A massive arch of clear quartz rose forty feet into the air, its uppermost part nearly hidden by the drifting mist. They could see straight through the archway, though, and nothing lay within it except what could only be described as a ripple in the world. Between worlds. And more mist on its other side.
“The Asteri must have built the archway around the Rift to try to contain it,” Bryce said. “Or try to control it, I guess.”
“I’ll say this once, and that’s it,” Randall said. Behind him, closing in, Hunt and Ember approached from above. “But is opening the Rift … the best idea?”
Bryce blew out a long, hot breath that faded into the mists wafting past. “No. But it’s the only idea I have.”
* * *
There wasn’t one black ribbon of mourning in the Den. No keening dirges offered up to Cthona, beseeching the goddess to guide the newly dead. In fact, somewhere in the compound, a stereo was blasting a thumping dance beat.
Trust Sabine to proceed as if nothing had changed. As if an atrocity hadn’t occurred in a neighboring district.
At this time of year, it was tradition for many of the Den families to scatter into the countryside to enjoy the changing of the leaves and the crisp autumn mountains, so only a skeleton crew of packs remained. Ithan knew which ones would be there—just as he knew that only Perry Ravenscroft, the Black Rose’s Omega and Amelie’s little sister, would be on guard duty at the gates.
A bronze rendering of the Embrace—the sun sinking or rising out of two mountains—was displayed in the window of the guard station. And it was because he knew Perry so well that he understood that this small decoration was her way of telling the city that there were some in the Den who mourned, who were praying to Cthona to comfort the dead.

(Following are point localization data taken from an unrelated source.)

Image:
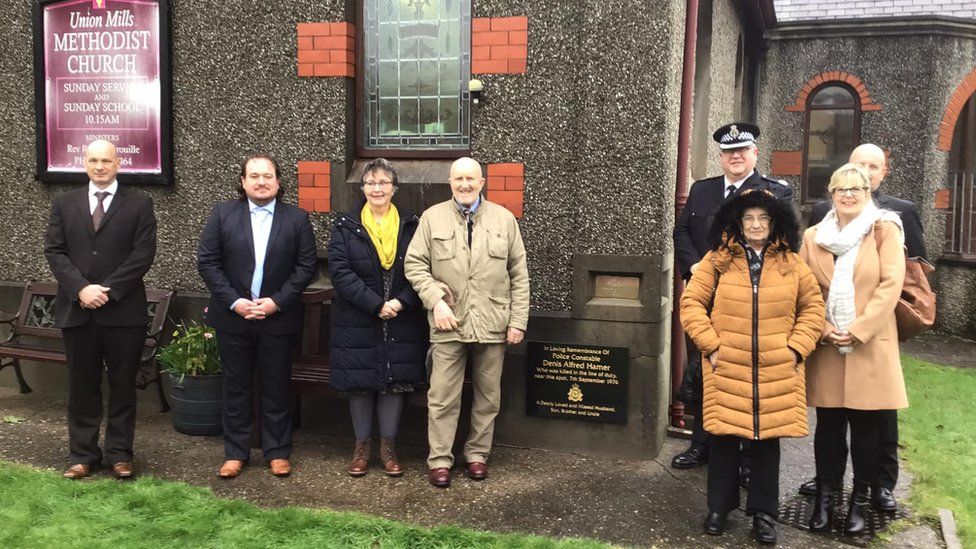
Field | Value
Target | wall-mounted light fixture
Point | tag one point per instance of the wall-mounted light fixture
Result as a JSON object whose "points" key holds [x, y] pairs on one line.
{"points": [[474, 87]]}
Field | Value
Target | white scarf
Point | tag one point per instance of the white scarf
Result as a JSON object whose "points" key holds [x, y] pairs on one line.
{"points": [[845, 243]]}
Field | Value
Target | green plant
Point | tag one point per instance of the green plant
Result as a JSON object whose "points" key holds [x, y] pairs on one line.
{"points": [[192, 352]]}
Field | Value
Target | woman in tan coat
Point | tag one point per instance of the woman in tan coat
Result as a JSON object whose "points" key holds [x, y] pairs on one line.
{"points": [[854, 375], [754, 309]]}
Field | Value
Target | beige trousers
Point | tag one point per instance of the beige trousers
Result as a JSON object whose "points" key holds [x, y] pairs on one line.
{"points": [[444, 399]]}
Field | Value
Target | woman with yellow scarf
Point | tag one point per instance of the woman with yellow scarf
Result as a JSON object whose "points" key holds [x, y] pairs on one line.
{"points": [[379, 327]]}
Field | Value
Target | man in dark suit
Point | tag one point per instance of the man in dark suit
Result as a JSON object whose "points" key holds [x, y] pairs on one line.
{"points": [[257, 255], [873, 159], [738, 155], [100, 242]]}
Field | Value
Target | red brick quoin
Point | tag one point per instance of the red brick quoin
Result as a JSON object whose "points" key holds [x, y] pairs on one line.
{"points": [[867, 104], [499, 45], [506, 186], [327, 49], [314, 192]]}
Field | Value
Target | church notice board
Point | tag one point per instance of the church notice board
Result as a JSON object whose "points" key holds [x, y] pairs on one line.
{"points": [[572, 381], [101, 72]]}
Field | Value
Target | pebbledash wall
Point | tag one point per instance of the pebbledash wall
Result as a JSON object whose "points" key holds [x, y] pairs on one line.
{"points": [[905, 72], [578, 134]]}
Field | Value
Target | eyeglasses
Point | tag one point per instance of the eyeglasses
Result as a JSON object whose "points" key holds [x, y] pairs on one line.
{"points": [[856, 192], [762, 220]]}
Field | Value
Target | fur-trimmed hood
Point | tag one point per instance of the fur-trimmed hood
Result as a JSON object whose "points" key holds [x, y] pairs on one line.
{"points": [[784, 230]]}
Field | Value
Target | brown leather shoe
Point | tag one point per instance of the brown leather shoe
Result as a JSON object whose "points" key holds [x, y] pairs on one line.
{"points": [[391, 465], [77, 471], [231, 468], [477, 470], [439, 477], [122, 469], [280, 467], [359, 465]]}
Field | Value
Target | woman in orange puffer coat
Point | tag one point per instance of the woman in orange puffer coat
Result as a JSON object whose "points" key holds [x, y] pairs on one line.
{"points": [[755, 311]]}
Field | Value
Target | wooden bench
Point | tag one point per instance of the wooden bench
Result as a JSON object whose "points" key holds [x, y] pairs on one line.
{"points": [[33, 335]]}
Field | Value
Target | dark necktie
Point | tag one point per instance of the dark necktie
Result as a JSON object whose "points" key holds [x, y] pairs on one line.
{"points": [[469, 222], [99, 212]]}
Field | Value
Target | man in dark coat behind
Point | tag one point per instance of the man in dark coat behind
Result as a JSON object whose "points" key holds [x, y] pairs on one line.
{"points": [[738, 155], [873, 159]]}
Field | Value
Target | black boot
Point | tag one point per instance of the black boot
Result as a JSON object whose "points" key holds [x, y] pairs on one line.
{"points": [[857, 514], [764, 528], [823, 507]]}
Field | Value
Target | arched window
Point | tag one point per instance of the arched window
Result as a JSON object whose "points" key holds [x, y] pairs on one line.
{"points": [[416, 65], [831, 131]]}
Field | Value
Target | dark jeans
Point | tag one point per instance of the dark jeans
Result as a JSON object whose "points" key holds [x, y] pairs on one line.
{"points": [[874, 445], [723, 475], [91, 349]]}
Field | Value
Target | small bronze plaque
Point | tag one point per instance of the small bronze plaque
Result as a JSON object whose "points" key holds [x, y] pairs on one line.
{"points": [[572, 381], [617, 287]]}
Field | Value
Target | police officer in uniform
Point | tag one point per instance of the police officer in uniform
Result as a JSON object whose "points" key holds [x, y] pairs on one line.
{"points": [[738, 155]]}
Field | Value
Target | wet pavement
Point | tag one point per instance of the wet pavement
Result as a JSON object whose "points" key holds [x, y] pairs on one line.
{"points": [[641, 503]]}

Perry’s large emerald eyes widened at the sight of Ithan as he prowled up to the guard booth. To her, it must have seemed like he’d materialized out of thin air. In fact, his stealth was courtesy of his new speed and preternatural quiet—furthered by the fact that he’d traveled through the sewers, needing to remain out of sight until the last possible minute.

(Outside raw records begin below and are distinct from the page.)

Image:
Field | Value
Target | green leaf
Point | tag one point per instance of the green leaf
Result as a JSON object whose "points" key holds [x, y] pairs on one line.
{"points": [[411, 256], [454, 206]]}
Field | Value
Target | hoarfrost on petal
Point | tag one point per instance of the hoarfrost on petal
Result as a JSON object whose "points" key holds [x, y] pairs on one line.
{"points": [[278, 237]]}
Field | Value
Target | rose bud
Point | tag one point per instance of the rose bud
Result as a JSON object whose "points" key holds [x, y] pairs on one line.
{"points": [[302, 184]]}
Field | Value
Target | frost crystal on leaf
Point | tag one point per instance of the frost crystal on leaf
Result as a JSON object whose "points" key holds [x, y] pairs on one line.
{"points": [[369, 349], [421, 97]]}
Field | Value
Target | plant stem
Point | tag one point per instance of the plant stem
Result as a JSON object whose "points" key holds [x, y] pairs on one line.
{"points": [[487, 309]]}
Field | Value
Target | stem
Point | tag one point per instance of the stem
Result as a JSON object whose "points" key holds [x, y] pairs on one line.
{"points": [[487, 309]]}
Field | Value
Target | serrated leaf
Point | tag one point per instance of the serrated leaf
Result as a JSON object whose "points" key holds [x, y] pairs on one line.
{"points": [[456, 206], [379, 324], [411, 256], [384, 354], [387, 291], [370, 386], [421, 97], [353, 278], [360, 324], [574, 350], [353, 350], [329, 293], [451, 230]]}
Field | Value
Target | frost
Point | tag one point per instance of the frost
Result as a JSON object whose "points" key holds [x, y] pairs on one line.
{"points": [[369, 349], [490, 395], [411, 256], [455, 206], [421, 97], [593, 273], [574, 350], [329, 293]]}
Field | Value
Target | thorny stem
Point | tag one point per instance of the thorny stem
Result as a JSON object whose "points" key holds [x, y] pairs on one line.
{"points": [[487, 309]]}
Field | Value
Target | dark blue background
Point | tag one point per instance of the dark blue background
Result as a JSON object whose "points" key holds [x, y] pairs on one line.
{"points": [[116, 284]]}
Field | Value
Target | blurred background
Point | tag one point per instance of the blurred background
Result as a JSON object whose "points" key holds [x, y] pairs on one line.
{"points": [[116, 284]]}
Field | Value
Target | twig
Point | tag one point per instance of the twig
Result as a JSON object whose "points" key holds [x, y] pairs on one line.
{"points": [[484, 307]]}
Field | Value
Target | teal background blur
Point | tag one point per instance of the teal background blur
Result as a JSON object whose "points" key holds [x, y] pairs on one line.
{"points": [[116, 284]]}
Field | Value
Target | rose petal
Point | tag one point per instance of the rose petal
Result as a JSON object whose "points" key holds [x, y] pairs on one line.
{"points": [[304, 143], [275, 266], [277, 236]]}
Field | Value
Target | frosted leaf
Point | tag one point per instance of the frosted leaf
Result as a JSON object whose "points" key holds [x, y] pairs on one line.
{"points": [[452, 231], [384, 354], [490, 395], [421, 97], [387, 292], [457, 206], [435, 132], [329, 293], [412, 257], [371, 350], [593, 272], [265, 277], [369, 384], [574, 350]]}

Perry lunged for the radio on the desk, long brown hair flashing in the afternoon sunlight, but Ithan held up a hand. She paused.
“I need to talk,” he said through the glass.

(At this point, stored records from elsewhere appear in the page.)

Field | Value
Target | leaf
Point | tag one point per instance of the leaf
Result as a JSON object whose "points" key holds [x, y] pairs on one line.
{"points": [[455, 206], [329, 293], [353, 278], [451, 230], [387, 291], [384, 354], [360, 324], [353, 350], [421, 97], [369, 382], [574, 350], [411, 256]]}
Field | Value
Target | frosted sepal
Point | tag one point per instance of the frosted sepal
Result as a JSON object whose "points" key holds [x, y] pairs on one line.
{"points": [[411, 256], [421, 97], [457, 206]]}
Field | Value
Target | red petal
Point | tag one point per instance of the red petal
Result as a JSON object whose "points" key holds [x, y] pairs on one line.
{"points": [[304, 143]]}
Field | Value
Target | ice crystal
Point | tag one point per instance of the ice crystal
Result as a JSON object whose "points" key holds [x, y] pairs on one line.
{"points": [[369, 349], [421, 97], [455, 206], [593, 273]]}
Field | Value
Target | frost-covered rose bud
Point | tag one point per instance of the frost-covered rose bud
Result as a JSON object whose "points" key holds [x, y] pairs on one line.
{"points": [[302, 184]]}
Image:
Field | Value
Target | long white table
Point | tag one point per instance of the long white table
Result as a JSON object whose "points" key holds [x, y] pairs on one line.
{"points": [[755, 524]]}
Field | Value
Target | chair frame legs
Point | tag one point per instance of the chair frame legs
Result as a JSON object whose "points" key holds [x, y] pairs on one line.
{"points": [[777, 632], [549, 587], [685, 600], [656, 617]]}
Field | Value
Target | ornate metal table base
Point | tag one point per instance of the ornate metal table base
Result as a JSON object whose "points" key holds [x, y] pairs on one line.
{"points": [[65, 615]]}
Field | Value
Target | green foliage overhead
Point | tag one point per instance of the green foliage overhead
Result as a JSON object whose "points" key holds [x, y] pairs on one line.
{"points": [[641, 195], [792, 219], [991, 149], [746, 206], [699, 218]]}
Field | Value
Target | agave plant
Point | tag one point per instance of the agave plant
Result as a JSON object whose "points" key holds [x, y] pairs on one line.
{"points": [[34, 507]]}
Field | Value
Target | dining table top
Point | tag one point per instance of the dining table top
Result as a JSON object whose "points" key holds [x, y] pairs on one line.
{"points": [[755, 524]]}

Those green eyes scanned his face, then drifted to a spot over his shoulder, to the sword he carried. Perry stared at him—then opened the door to the booth. Her cinnamon-and-strawberry scent hit him a heartbeat later.
This close, he could count the smattering of freckles across the bridge of her nose. The pale skin beneath them seemed to blanch further as she processed what he’d said.
“Sabine’s in a meeting—”
“Not Sabine. I need to talk to everyone else.” Ithan pushed, “You were the only one who checked in to see if I was alive after … everything.” She’d texted him occasionally—not much, but with Amelie as her Alpha and sister, he knew she didn’t dare risk more communication than that. “Please, Perry. Just let me into the courtyard.”
“Tell me what you want to talk to us about, and I’ll consider it.” Even as Omega, the lowest of the Black Rose Pack, she didn’t back down.
It was for that courage alone that Ithan told her his secret first. “A new future for the wolves.”
* * *
Ithan knew it was due to how loved and trusted Perry was within the Den that so many wolves arrived in the courtyard quickly, as soon as her message went out about a last-minute announcement.
He kept to the shadows of the pillars under the building’s north wing, watching the people he’d counted as friends, almost family, congregate in the grassy space. The red and gold trees of the small park behind them swayed in the crisp autumn breeze, the wind luckily keeping his scent hidden from the wolves.
When enough of a crowd had assembled—a hundred wolves, or so—Perry stepped out onto the few steps in front of the building doors and said, “So, uh … almost everyone’s here.”
People smiled at her, bemused yet indulgent. It’d always been that way for Perry, the resident artist of the Den, who at age four had painted her room every color of the rainbow despite her parents’ order to pick one hue.